Neben dem „Zuckerbrot“ gibt es auch die „Peitsche“: die Wächter der Arena, gekleidet in bedrohlichen roten Roben. Trotz ihrer Brutalität gegenüber den Spielern ist ihre Darstellung subtil genug, um zu zeigen, dass auch sie nichts weiter als ein Rad in einer Maschine sind und im Grunde genommen keine Autonomie haben. Sie dürfen keine Fragen stellen, sie leben, um Befehle auszuführen. Eine körperlose Stimme sagt ihnen, was sie zu tun haben, wann sie essen oder schlafen sollen.

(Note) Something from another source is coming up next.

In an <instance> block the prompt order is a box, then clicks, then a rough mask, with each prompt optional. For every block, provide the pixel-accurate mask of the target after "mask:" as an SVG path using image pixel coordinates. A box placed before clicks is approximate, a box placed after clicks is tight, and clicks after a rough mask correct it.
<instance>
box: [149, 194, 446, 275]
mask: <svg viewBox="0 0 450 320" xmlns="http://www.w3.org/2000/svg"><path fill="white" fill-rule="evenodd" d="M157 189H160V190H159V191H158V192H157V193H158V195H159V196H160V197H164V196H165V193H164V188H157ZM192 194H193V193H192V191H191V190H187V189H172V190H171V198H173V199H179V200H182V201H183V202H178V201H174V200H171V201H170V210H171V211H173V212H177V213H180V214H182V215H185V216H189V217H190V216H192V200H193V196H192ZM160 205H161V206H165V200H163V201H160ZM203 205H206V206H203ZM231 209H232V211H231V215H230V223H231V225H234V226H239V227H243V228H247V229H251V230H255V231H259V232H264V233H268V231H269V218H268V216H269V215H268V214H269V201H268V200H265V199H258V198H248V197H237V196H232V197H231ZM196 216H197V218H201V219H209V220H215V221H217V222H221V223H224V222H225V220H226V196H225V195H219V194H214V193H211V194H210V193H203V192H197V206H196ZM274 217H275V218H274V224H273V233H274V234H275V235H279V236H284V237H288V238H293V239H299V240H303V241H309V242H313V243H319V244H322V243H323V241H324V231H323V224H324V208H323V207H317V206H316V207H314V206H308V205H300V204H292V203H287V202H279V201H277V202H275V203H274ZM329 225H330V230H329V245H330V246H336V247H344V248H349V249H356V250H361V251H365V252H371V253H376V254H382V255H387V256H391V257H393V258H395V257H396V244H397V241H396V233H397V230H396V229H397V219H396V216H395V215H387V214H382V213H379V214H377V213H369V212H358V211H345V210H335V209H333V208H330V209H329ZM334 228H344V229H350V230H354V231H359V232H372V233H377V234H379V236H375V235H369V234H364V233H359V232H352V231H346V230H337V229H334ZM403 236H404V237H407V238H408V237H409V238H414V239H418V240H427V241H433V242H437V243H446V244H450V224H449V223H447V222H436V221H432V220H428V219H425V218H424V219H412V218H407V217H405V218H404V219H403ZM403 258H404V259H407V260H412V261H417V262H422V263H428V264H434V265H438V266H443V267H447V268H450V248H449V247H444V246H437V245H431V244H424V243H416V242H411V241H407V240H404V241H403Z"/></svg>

Im brutalen Konkurrenzkampf des Squid Game ist Freundlichkeit ein Privileg, das man sich nicht leisten kann. Viele Kritiker behaupten daher, dass Squid Game eine These über die menschliche Natur vertritt. Aber Squid Game zeigt, wie die Umstände uns zu dem machen, was wir sind. Die Teilnehmer sind verzweifelt und wollen überleben. Die Serie zeigt, was mit Menschen passiert, die nichts mehr zu verlieren haben.

Vereinende Lebensrealität

Die Schicksale von Gi-hun, Ali etc. sind sehr alltäglich und in irgendeiner Weise jedem bekannt. Squid Game ist gerade deshalb so nachempfindbar und weltweit populär, weil der Kapitalismus überall versagt hat und überall die gleichen Lebensrealitäten und Schicksale erzeugt. Es ist sicherlich kein Zufall, dass sowohl Parasite als auch Squid Game, die den größten weltweiten Erfolg erzielt haben, beide zutiefst kapitalismuskritisch sind. Einer der Superreichen der Show, der den Wettbewerb live verfolgt, kommentiert, dass Koreas Spiele die besten sind – eine Aussage, die impliziert, dass Südkorea nicht das einzige Land ist, das Turniere wie dieses organisiert. Das ist eine der prägnantesten Aussagen der Serie. Der Erfolg von Squid Game ist einfach zu erklären: Im Kapitalismus sprechen wir alle die gleiche Sprache.